With the URL, you can list all available episodes. The following command lists them in reverse chronological order (-r
):
./poddl URL -l -r
The output will be a numbered list of episodes:
...
Fetching URL: https://example.org/podcast.xml
Listing 12 files
[12] S02 Episode 4
[11] S02 Episode 3
[10] S02 Episode 2
[9] S02 Episode 1
...
Once you’ve identified the episodes to download, use the indices (-n
) to grab them. For example, this command downloads episodes 9 through 12 into a specified directory (-o
):
./poddl URL -n 9-12 -o ~/Downloads
Drop -n
if you want to download all episodes.
Note: poddl
names files based on the <title>
tag in the RSS feed. If the podcast you’re downloading doesn’t number its episodes, you can use -z
to automatically prefix filenames with a zero-padded index. For a full list of available options, see the project documentation.
A limitation of poddl
is that it downloads files sequentially. If you’re in a hurry, you can open multiple terminal windows and run the command with different episode ranges in parallel.
Transcribing Audio to Text with Whisper
With the audio files ready, the next step is transcription. For batch processing, I used mlx-whisper
, an implementation of OpenAI’s Whisper model optimized for Apple Silicon, which is reportedly 30–40% faster than the original.
First, install the mlx-whisper
package. I prefer uv
, a faster and more robust alternative to pip
:
# Using uv
uv tool install mlx-whisper
# Or with pip
# pip install mlx-whisper
Then, navigate to the directory containing your audio files and run the following command to processes all MP3 files in the current directory:
mlx_whisper --model mlx-community/whisper-large-v3-turbo *.mp3
Here, --model mlx-community/whisper-large-v3-turbo
specifies the model. You can find more models in the MLX Community’s Hugging Face collection.
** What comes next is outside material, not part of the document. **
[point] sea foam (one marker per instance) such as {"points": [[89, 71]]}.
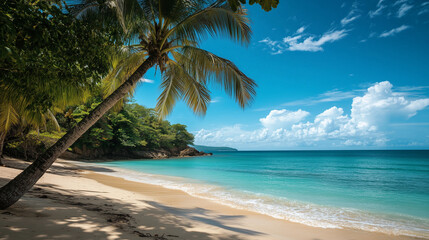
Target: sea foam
{"points": [[282, 208]]}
The first time you run a transcription, the model will be downloaded and cached to ~/.cache/huggingface/hub
.
(Optionally, use -f FORMAT
to select an output format other than the default txt
, which can be either srt
, vtt
, or json
.)
On my MacBook Air (M2), transcribing a 48-minute episode using this model took 4 minutes and 56 seconds (9.8x). To estimate the total time for a large batch, you can calculate the total duration of your audio files in seconds with ffprobe
(included in the ffmpeg
package):
for f in *.mp3; do
ffprobe -v error \ # suppressing all output except errors
-show_entries format=duration \
-of default=noprint_wrappers=1:nokey=1 \ # keeping only the raw number, no labels or formatting
"$f"
done | awk '{
sum += $1
} END {
print sum
}'
Refining the Transcript with LLM
The raw text from Whisper is functional but often contains filler words, repetitions, and other conversational artifacts. A final pass with an LLM can clean this up effectively. With recent models, a simple prompt is usually sufficient:
Format the provided audio transcript into a clean, well-paragraphed written text. You may remove filler words and repetitions or correct grammatical errors, but do not otherwise summarize or delete content.
Once you have a collection of clean transcripts, you can drop them into a summarizer tool like NotebookLM. This allows you to search, ask questions, and generate summaries across the entire archive.